Le vivant dans le temps.
Mais on peut aussi imaginer un être
différent, qui vit dans l’espace, constitué d’éléments semblables, si l’on
projette tout ce qui s’est passé dans le temps sur le plan de l’espace.
J’ai été un nourrisson, j’ai été un petit
enfant ? Bien sûr je l’ai été, je m’en souviens. J’ai été ce premier, et
si je suis toujours moi, je le sais parce que j’ai été aussi ce dernier.

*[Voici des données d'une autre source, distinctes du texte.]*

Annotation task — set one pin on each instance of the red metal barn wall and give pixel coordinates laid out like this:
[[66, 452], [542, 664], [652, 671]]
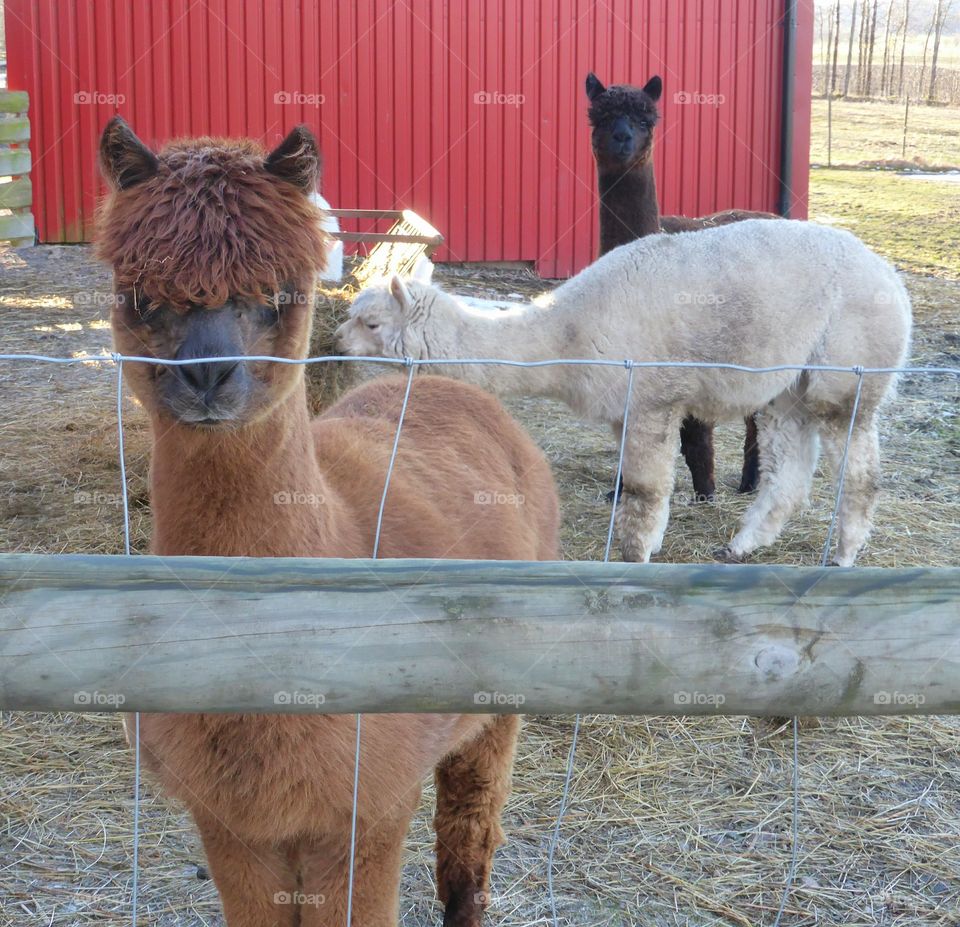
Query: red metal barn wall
[[471, 112]]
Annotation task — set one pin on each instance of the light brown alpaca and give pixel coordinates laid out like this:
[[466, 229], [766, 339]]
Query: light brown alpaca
[[214, 248]]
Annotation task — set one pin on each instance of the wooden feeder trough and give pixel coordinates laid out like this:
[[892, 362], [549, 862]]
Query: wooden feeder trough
[[395, 251]]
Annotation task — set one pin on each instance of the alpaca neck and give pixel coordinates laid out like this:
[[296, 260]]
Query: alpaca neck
[[628, 206], [256, 491], [524, 333]]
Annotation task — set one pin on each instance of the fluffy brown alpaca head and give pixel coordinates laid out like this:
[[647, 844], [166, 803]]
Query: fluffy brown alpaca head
[[215, 246], [623, 119]]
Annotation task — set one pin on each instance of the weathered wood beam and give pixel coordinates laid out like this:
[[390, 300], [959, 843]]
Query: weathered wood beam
[[14, 101], [185, 634]]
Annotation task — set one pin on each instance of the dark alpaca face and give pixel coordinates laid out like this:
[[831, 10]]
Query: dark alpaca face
[[211, 394], [623, 119], [166, 310]]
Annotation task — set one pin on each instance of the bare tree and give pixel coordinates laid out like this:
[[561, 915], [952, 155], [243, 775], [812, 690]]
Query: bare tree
[[903, 46], [862, 46], [940, 19], [926, 46], [853, 29], [884, 91], [871, 43], [836, 48]]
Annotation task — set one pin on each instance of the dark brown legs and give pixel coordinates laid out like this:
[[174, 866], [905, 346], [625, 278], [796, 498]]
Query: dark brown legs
[[696, 445], [472, 786], [750, 478]]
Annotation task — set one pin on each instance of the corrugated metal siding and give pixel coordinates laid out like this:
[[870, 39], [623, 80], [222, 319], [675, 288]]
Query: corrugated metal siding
[[400, 121]]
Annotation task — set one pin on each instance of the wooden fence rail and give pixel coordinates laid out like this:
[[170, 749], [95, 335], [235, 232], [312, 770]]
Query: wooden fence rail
[[101, 633], [16, 191]]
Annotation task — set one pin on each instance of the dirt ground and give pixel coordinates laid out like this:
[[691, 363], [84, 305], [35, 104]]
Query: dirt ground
[[671, 821]]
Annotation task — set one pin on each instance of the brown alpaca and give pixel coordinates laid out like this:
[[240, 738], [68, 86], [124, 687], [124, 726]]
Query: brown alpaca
[[623, 119], [214, 248]]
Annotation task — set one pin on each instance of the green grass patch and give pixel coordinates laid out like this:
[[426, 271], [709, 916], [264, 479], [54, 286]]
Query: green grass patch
[[914, 223]]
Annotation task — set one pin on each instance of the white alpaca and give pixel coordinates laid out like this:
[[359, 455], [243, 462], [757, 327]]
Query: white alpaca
[[756, 293]]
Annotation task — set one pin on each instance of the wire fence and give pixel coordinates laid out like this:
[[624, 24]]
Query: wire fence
[[412, 365]]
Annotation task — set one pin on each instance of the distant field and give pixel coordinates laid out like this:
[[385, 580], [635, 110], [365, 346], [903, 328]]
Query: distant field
[[949, 56], [913, 222], [874, 132]]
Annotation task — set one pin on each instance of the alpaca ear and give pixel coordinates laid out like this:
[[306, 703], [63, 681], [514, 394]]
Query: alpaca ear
[[296, 159], [399, 291], [423, 270], [594, 87], [124, 160], [653, 88]]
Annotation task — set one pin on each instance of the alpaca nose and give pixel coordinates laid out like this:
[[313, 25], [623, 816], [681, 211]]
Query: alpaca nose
[[206, 377], [210, 333]]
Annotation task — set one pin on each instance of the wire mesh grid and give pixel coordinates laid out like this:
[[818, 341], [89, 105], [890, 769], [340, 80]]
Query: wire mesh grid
[[412, 366]]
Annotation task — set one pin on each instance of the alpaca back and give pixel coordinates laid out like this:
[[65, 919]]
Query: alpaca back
[[467, 482], [754, 293]]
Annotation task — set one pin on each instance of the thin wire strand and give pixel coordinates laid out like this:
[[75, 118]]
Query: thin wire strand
[[412, 365], [469, 361], [135, 888], [841, 476], [376, 550], [353, 826], [555, 838], [571, 756], [795, 825], [123, 462], [393, 458], [795, 778], [623, 445]]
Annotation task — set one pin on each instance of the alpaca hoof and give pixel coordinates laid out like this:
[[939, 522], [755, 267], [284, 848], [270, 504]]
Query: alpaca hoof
[[465, 909], [699, 498], [633, 554], [726, 555]]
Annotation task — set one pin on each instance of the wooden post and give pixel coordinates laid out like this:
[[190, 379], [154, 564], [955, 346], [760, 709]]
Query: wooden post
[[16, 193], [101, 633]]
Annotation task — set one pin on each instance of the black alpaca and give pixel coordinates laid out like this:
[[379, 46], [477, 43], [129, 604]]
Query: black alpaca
[[623, 119]]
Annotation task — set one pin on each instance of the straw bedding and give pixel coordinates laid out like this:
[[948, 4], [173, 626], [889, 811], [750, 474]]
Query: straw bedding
[[670, 822]]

Mais regarde le monde autour de toi. Tu
vois des centaines de milliers de nourrissons et autant de petits enfants. Ils
ressemblent plus ou moins à ce que tu as été. Si tu cessais de te rappeler ton
enfance, tu pourrais aussi bien te faire une image et une idée sur l’enfant, que par la voie du souvenir à
toi-même – et alors, de tous ces êtres semblables à toi, enfants et adolescents
et adultes vivants qui fourmillent, si tu
arrives à les identifier à toi-même, tu peux aussi bien te créer un nouveau
sentiment du moi vaste, englobant
tous les humains, que celui que tu t’es forgé à partir de tes souvenirs.

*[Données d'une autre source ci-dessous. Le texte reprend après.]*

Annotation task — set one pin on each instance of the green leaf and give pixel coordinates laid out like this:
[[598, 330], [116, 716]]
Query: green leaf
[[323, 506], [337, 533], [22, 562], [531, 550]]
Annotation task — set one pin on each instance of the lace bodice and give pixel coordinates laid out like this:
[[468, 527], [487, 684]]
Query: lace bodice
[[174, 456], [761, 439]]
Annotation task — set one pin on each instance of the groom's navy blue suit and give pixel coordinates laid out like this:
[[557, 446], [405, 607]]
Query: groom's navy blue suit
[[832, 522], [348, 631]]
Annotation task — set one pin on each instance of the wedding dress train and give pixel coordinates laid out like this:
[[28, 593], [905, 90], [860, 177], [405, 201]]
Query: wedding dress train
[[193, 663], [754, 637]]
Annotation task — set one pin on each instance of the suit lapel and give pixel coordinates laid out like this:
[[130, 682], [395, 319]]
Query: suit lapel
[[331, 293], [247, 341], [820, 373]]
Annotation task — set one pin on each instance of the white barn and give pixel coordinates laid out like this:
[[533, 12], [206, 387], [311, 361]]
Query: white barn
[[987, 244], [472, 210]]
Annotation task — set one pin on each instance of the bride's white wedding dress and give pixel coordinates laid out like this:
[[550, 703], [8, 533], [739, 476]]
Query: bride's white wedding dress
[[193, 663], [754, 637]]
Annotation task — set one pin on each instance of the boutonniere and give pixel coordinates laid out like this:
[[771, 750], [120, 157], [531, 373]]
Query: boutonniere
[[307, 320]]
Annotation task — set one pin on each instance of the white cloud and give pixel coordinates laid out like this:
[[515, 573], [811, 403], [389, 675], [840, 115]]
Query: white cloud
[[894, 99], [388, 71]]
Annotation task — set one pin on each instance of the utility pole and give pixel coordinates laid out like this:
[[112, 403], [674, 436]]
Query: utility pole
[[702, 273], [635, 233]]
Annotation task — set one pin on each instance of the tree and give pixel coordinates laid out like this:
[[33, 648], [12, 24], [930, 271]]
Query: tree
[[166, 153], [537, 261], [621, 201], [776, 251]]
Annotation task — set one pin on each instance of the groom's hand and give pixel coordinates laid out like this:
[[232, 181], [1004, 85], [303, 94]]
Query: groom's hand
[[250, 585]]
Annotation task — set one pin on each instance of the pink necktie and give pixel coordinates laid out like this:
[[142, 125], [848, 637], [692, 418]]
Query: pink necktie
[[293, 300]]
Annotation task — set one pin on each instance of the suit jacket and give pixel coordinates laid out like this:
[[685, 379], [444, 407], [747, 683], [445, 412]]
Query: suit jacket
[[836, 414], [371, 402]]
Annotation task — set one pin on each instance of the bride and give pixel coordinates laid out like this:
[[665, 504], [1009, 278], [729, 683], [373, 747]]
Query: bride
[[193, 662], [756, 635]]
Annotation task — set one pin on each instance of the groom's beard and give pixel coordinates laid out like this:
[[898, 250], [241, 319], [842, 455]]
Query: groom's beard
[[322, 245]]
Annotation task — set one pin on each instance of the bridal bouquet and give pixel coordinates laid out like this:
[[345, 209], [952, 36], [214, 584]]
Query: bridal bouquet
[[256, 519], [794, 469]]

Et plus tu observes le monde, et plus tu en
aperçois pour choisir dans ce phénomène ce qui est humain, en le distinguant de
tout ce qui ne l’est pas – plus tu commences à sentir comme possible ce dicton
hindou archaïque, le paradoxe des paradoxes pour une oreille européenne : Ta twam assi, je suis toi.
Et Adam et Ève, dans cette Tragédie
spatiale, simultanée, qui, ici où tu es assis, et dans l’Amérique lointaine, et
à bord d’un Zeppelin balancé dans le vent, et au fond d’une cave, quelque part,
sous cent mille formes, dans un et même moment que tu appelles Maintenant, se
joue aussi bien le destin de ces deux Êtres malheureux qui se cherchent, qui se
combattent, le destin de ces deux Ego, que s’est joué dans l’ordre des
générations successives, ce que tu appelais Histoire.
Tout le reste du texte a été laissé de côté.